Cyber Security Post Covid: How to protect against attacks
Avoiding Successful Cyber attacks, the short answer...
October 25th, 2021
Businesses have done a phenomenal job to keep going throughout Covid to keep people working from home, and at the same time building in those layers of security as they go. However, as this new norm sets in, there needs to be more security in place for the post covid world.
Working from home needs additional cyber security post covid
With people working from home, it is important to realise that there are now layers of security your company can’t easily control. Although there has been an inherent layer of security during covid because people have had to work at home, rather than working out and about in cafes and public places.
We recommend giving guidance on these issues to staff as they may not realise that their homes aren’t as safe digitally as they might think they are. Training helps, and it is essential. It’s also essential for organisations to undertake risk assessments of their new agile/remote working environments.
Things you should be considering:
Home environments are a business environment
If you want to breach a corporate network, then you seek out the weak links. People themselves, and home networks/devices are without a doubt weak links that need protecting.
Review your remote working environments
It’s essential that security risk registers and controls are revisited regularly. It’s also important to perform regular penetration tests.
Are the roles now paperless?
Do we need collection of classified documents for shredding?
We are sharing screens more
We need to be cautious about what we are inadvertently sharing.
The use of smart speakers and technology at home
We all know of Alexa, but there are hundreds of varieties. They are all managed by different countries using different clouds. They are recording all the time. IoT and AI are likely to further erode the privacy and autonomy of users.
Avoiding successful attacks and creating better cyber security post covid, the short answer…
Before you hide, go seek!
The biggest key to it all: do you know where all of your data is?
Layer it up
It’s essential that you rely on all 7 layers of cyber security post covid. You can’t just have one control to stop a threat, just as having antivirus software will not protect you from getting a virus. The same way locking a door won’t stop someone burgling your house. It’s best to apply the Swiss cheese model of risk management.
It is much cheaper to get your security layers in there first. The layers don’t need to be expensive, just suitable, with good architecture.
Your data, particularly sensitive data, needs to be protected whilst traveling over non-corporate networks and whilst at rest – sat on a server, the cloud, a mobile or on a laptop.
Work with what you’ve got
Most companies, even big ones, don’t have the budget or endless resources to do everything, the key is optimising what you have got.
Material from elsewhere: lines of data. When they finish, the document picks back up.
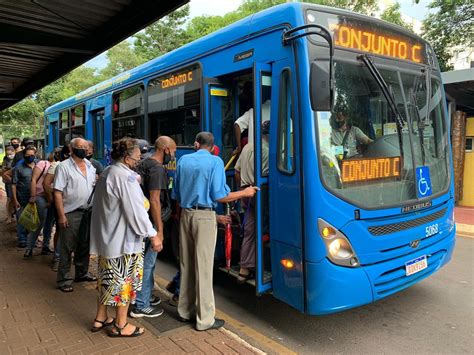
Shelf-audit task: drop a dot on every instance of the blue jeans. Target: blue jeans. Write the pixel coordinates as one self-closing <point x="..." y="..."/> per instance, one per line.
<point x="21" y="231"/>
<point x="149" y="261"/>
<point x="48" y="227"/>
<point x="42" y="212"/>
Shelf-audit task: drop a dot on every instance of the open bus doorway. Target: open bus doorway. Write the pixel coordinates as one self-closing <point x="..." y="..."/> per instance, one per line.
<point x="238" y="104"/>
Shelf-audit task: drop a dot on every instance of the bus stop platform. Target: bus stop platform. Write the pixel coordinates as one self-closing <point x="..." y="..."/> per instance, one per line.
<point x="36" y="318"/>
<point x="464" y="217"/>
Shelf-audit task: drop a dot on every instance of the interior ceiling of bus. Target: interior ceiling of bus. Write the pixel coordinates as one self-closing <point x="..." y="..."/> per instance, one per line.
<point x="41" y="40"/>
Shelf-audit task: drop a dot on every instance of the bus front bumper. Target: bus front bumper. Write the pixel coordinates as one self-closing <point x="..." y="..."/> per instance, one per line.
<point x="331" y="288"/>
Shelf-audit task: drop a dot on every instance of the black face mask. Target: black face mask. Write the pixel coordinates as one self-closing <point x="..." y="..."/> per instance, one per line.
<point x="29" y="159"/>
<point x="167" y="158"/>
<point x="80" y="153"/>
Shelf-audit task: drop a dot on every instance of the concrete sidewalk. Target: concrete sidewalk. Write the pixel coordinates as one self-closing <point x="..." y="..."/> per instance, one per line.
<point x="36" y="318"/>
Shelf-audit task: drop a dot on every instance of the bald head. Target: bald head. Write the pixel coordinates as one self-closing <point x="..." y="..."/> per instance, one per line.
<point x="164" y="142"/>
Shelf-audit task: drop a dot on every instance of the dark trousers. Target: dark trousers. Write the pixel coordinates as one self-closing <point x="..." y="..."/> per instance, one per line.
<point x="247" y="250"/>
<point x="74" y="238"/>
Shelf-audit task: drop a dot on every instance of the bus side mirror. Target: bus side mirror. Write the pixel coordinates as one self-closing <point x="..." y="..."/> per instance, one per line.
<point x="321" y="90"/>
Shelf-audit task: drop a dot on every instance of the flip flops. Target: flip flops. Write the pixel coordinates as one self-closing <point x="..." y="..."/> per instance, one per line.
<point x="117" y="332"/>
<point x="104" y="325"/>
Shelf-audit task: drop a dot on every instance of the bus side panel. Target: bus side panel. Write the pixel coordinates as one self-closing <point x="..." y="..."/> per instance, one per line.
<point x="288" y="283"/>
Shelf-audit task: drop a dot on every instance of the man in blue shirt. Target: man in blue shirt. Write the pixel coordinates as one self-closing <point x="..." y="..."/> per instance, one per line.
<point x="200" y="183"/>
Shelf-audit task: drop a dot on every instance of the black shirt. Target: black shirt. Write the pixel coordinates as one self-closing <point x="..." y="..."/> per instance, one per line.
<point x="154" y="177"/>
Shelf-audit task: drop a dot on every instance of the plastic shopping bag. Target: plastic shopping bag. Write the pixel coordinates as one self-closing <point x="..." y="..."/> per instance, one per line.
<point x="29" y="217"/>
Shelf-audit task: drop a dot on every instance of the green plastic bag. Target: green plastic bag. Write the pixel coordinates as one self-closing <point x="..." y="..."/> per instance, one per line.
<point x="29" y="217"/>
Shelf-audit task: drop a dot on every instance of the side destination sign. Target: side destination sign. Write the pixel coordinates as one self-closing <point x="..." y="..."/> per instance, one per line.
<point x="357" y="170"/>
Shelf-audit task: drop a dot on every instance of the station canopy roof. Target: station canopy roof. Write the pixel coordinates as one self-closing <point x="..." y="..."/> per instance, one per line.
<point x="41" y="40"/>
<point x="459" y="86"/>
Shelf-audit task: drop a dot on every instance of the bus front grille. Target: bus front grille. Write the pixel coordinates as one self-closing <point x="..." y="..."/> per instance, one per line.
<point x="395" y="280"/>
<point x="398" y="227"/>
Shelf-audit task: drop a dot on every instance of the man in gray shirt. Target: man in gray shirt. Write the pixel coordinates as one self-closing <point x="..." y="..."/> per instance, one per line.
<point x="74" y="182"/>
<point x="346" y="136"/>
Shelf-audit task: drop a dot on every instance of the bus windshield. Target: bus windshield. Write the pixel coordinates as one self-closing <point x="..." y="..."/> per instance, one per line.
<point x="366" y="156"/>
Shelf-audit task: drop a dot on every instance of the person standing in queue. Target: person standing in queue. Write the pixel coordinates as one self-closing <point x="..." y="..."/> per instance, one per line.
<point x="121" y="224"/>
<point x="74" y="182"/>
<point x="155" y="188"/>
<point x="200" y="183"/>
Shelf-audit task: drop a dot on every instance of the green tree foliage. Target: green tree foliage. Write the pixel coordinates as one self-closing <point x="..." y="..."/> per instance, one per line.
<point x="449" y="27"/>
<point x="120" y="58"/>
<point x="162" y="36"/>
<point x="392" y="14"/>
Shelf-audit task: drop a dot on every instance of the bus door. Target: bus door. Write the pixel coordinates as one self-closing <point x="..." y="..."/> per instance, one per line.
<point x="262" y="104"/>
<point x="98" y="126"/>
<point x="284" y="188"/>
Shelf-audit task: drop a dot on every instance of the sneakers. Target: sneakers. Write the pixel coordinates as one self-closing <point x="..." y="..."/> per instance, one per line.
<point x="155" y="300"/>
<point x="149" y="312"/>
<point x="28" y="254"/>
<point x="218" y="323"/>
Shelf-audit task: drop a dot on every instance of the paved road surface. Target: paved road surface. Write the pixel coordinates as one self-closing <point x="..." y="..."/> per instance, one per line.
<point x="436" y="315"/>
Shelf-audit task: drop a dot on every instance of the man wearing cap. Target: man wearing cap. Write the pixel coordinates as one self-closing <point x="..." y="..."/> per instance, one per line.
<point x="200" y="183"/>
<point x="245" y="176"/>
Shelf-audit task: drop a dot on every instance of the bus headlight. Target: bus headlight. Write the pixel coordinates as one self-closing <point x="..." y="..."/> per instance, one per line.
<point x="339" y="249"/>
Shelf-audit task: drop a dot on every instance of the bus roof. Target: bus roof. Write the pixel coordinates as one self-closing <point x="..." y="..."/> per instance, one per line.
<point x="191" y="52"/>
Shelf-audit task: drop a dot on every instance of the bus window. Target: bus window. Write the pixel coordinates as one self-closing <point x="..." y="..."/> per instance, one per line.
<point x="128" y="110"/>
<point x="174" y="106"/>
<point x="78" y="127"/>
<point x="286" y="156"/>
<point x="64" y="133"/>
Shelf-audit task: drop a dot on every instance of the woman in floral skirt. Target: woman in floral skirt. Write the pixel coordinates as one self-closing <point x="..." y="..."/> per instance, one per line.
<point x="119" y="226"/>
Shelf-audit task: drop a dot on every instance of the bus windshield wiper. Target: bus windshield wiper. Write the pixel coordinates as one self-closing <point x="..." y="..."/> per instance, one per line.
<point x="388" y="96"/>
<point x="421" y="126"/>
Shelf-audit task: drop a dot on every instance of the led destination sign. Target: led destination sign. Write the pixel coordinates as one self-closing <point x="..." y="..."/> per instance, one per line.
<point x="377" y="43"/>
<point x="357" y="170"/>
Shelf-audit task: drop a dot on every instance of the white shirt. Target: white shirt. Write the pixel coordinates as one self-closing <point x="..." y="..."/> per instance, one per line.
<point x="245" y="163"/>
<point x="119" y="217"/>
<point x="246" y="120"/>
<point x="76" y="187"/>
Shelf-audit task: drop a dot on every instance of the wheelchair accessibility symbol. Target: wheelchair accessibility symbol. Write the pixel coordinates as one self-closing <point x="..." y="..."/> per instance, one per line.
<point x="423" y="181"/>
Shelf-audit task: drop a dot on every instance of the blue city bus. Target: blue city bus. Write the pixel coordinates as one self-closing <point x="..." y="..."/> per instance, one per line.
<point x="344" y="216"/>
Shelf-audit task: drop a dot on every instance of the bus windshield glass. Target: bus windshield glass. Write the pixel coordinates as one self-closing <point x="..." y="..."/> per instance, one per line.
<point x="367" y="156"/>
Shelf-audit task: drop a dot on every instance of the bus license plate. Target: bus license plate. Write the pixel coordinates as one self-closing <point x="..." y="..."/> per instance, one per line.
<point x="416" y="265"/>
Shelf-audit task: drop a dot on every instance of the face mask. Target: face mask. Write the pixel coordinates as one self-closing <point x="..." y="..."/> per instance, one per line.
<point x="167" y="158"/>
<point x="80" y="153"/>
<point x="30" y="159"/>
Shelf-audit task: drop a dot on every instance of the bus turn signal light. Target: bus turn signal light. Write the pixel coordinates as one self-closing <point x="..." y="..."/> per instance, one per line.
<point x="328" y="232"/>
<point x="287" y="263"/>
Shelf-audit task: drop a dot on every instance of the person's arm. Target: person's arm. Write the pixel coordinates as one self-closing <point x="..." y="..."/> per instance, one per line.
<point x="14" y="199"/>
<point x="59" y="203"/>
<point x="60" y="183"/>
<point x="47" y="186"/>
<point x="34" y="178"/>
<point x="237" y="195"/>
<point x="155" y="211"/>
<point x="238" y="138"/>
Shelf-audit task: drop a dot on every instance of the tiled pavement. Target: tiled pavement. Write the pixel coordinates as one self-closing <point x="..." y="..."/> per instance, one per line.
<point x="36" y="318"/>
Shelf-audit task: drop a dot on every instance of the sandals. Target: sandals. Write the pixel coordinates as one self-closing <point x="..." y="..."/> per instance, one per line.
<point x="241" y="279"/>
<point x="118" y="332"/>
<point x="66" y="288"/>
<point x="104" y="325"/>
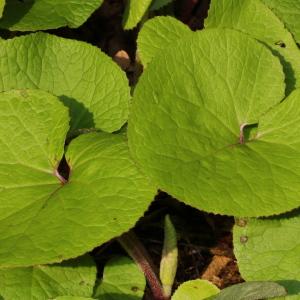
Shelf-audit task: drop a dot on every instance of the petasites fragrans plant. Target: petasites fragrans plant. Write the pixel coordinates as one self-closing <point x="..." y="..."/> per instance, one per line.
<point x="267" y="249"/>
<point x="44" y="214"/>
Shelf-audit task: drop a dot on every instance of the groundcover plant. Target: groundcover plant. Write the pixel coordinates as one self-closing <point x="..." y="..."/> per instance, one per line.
<point x="213" y="121"/>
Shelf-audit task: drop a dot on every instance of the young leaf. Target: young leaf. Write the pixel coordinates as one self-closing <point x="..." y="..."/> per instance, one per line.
<point x="157" y="34"/>
<point x="122" y="279"/>
<point x="2" y="4"/>
<point x="195" y="290"/>
<point x="157" y="4"/>
<point x="256" y="19"/>
<point x="251" y="291"/>
<point x="47" y="218"/>
<point x="70" y="278"/>
<point x="192" y="124"/>
<point x="289" y="12"/>
<point x="134" y="12"/>
<point x="85" y="79"/>
<point x="268" y="249"/>
<point x="46" y="14"/>
<point x="169" y="260"/>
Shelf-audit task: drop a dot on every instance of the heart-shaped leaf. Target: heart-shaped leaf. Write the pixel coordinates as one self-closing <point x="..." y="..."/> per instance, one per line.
<point x="269" y="249"/>
<point x="46" y="14"/>
<point x="251" y="291"/>
<point x="86" y="80"/>
<point x="256" y="19"/>
<point x="203" y="129"/>
<point x="157" y="34"/>
<point x="122" y="279"/>
<point x="195" y="290"/>
<point x="43" y="282"/>
<point x="45" y="217"/>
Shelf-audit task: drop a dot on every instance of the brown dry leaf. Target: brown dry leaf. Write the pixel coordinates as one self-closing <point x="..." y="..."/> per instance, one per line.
<point x="122" y="59"/>
<point x="215" y="267"/>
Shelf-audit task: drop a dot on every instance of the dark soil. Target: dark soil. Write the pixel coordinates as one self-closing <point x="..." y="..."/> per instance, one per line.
<point x="204" y="240"/>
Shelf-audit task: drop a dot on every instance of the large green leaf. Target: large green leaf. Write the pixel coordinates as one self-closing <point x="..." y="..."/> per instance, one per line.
<point x="157" y="34"/>
<point x="85" y="79"/>
<point x="43" y="282"/>
<point x="195" y="290"/>
<point x="134" y="12"/>
<point x="31" y="15"/>
<point x="192" y="126"/>
<point x="43" y="218"/>
<point x="289" y="12"/>
<point x="122" y="279"/>
<point x="269" y="249"/>
<point x="255" y="290"/>
<point x="255" y="18"/>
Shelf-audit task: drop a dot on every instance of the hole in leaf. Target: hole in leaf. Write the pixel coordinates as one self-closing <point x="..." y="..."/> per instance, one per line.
<point x="63" y="171"/>
<point x="281" y="44"/>
<point x="247" y="132"/>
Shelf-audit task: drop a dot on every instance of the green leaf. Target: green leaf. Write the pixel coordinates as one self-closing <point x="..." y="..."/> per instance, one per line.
<point x="85" y="79"/>
<point x="289" y="12"/>
<point x="134" y="12"/>
<point x="72" y="298"/>
<point x="203" y="130"/>
<point x="44" y="219"/>
<point x="269" y="249"/>
<point x="289" y="297"/>
<point x="256" y="19"/>
<point x="73" y="277"/>
<point x="158" y="4"/>
<point x="122" y="279"/>
<point x="35" y="15"/>
<point x="251" y="291"/>
<point x="195" y="290"/>
<point x="157" y="34"/>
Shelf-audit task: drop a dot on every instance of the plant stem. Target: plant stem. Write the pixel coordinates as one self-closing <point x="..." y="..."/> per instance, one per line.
<point x="138" y="253"/>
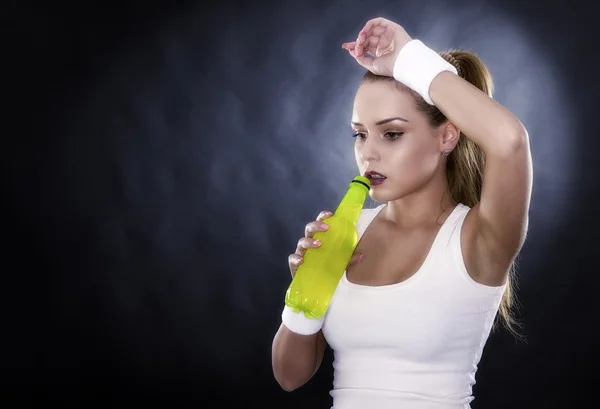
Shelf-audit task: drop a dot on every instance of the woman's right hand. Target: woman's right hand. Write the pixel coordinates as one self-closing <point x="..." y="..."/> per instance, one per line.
<point x="306" y="242"/>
A simple one, privilege management – what are the entry limits to your digital technology?
Know your risks
It’s essential for all businesses to have a risk register, however large or small. If you don’t know all the risks your organisation faces, how can possibly ensure you are protected against them? It’s negligent to not do so. It’s important that board understands and signs off risks, and doesn’t just leave it to IT. Ask yourself what are your risks to cyber security post covid.
It’s essential that you monitor all network attached devices for anomalies. If you aren’t looking you aren’t going to see a breach until it’s too late. Many organisations don’t know they’ve had a breach until months after.
Business Continuity has been put to the test
Covid has made us test all major categories of business continuity. A few years ago, we’d test things like ‘building unavailable’. Businesses have been put into the real-life working situation of no building available, no public transport, fewer staff numbers and sick and absent staff. We have been hit with all the major categories of business continuity at the same time.